Social policies that increase the number of rural physicians can be classified into six categories based on timing and target (Table 6). Regulations require a physician to work in rural areas by legal force or custom. Although entering the ikyoku system is optional, members of this system do not have a choice regarding where they practice. We therefore classified this system into the regulation category. The preference for living in urban areas is attributed to the desire for the latest medical information and availability of career opportunities. Physicians must also consider educational opportunities for their children and preferences of their spouses [2]. Work-life balance issues are therefore part of these considerations.

Table 6 Classification of the measures to increase the number of physicians in rural areas

The policies adopted so far in Japan are primarily in the financial incentive or regulation categories, and fewer policies have targeted work-life balance. However, financial incentives have unclear effects [21], and regulation policies also present hurdles. Thus, future policies must combine these three categories, and a shift toward work-life balance policies may be desirable.

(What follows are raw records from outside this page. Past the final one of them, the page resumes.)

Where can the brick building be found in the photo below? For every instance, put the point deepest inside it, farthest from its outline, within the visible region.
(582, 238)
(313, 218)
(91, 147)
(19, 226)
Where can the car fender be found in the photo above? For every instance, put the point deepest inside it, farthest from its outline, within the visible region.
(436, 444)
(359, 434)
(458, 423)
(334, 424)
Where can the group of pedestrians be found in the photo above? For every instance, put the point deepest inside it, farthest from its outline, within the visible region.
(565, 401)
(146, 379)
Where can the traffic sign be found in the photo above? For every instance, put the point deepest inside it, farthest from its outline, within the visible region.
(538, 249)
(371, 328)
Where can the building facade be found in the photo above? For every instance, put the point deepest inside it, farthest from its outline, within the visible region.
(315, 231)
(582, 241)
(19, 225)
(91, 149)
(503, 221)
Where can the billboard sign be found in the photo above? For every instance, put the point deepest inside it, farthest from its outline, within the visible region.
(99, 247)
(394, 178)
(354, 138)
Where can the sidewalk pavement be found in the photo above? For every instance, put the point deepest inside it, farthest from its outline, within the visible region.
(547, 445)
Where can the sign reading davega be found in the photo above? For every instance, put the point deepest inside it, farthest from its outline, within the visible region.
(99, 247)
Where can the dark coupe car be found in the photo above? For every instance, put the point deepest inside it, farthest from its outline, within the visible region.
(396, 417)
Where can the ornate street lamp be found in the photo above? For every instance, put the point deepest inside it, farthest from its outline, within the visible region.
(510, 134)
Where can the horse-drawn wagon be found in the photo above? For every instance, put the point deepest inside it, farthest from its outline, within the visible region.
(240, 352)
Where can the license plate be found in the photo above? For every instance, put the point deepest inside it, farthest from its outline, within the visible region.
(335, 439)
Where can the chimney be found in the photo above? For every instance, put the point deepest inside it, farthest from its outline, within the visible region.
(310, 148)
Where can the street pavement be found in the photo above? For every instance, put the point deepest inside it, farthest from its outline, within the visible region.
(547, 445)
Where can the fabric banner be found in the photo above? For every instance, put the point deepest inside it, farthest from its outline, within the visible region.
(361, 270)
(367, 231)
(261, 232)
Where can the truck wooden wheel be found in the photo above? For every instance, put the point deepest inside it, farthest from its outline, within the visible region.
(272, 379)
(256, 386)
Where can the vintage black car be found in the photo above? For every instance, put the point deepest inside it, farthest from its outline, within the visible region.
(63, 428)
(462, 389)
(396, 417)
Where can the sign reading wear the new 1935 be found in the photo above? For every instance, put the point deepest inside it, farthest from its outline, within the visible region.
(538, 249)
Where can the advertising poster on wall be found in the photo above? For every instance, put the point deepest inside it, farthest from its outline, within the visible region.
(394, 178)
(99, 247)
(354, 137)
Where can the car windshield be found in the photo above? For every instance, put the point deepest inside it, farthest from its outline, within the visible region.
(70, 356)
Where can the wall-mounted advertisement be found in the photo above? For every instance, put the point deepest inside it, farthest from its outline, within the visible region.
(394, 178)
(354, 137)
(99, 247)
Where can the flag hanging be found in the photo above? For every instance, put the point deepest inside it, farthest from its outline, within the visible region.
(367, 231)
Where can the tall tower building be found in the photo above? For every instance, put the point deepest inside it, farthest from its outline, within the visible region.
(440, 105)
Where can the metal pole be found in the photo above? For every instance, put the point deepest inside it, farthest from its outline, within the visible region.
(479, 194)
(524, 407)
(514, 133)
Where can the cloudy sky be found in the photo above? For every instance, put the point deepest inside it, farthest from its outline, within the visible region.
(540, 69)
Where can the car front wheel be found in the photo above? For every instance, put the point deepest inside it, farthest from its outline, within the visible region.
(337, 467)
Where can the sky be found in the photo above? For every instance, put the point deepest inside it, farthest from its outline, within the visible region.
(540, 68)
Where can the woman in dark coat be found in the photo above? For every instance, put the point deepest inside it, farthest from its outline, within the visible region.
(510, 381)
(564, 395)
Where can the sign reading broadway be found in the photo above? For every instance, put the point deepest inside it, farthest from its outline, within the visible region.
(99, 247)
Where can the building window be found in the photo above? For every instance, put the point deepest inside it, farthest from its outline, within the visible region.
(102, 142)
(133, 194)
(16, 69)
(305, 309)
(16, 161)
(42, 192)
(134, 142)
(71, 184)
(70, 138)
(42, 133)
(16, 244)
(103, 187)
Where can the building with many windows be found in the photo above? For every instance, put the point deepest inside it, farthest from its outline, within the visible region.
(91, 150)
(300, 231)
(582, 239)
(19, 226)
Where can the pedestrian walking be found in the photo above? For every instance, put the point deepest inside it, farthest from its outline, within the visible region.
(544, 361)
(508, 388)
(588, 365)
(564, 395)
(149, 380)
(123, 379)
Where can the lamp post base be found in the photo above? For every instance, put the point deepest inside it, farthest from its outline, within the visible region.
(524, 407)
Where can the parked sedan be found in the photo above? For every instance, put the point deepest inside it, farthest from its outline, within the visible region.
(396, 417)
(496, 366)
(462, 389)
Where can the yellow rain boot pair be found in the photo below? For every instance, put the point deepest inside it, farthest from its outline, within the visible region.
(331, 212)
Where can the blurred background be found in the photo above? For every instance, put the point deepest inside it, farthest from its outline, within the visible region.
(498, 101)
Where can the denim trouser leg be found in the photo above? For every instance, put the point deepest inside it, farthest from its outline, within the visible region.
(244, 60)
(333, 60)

This study has some limitations. First, pediatricians in their 20s or 60s were excluded from this study, which may possibly introduce sample bias. Although some pediatricians in their 60s contribute substantially to primary care in their communities, there appears to be a large variation in how they practice compared with younger pediatricians. Under the new system for training resident physicians, residents must practice as general physicians without specialization. This led to a decline in the number of pediatricians in their 20s during the study period (2002 to 2007), as the new system for training resident physicians was initiated in 2004. Accordingly, we limited the pediatrician age group to 30 to 59 years. Second, although we focused only on pediatricians, physician labor market-associated phenomena (for example, an increase in female practitioners in the physician workforce , shortage of physicians in rural areas, change in the power of ikyoku systems) are not unique to pediatrics. Thus, future studies should be extended to include physicians of other specialties. Third, this study is retrospective and does not provide conclusive evidence regarding transcending times. In social sciences, collecting descriptions on limited facts sometimes results in breakthroughs, and historical studies such as this therefore have value in publication. Fourth, there may be several municipalities where the numbers of pediatricians are low but have an efficient system to transfer children requiring tertiary care to a larger hospital. However, the SMA is defined as the geographical unit in which the delivery of comprehensive primary care is possible, and the transportation factor is probably more pertinent at the level of a larger geographical unit, such as tertiary medical areas. At the level of SMAs, we believe that the omission of this transportation factor would have a negligible impact on the results.

Conclusions

Our study revealed that the geographic distribution of pediatricians substantially changed between 2002 and 2007. Underlying this change was a weakening of systems that allocate physicians to rural areas, leading to a concentration of pediatricians in urban areas. Notably, this trend was particularly pronounced among female physicians and those in their 30s. Given that pediatricians in rural areas are aging, these areas will face new crises in the near future when senior pediatricians retire. We propose a policy shift from financial incentives and regulations to measures that emphasize work-life balance in order to promote a better urban–rural distribution of pediatricians.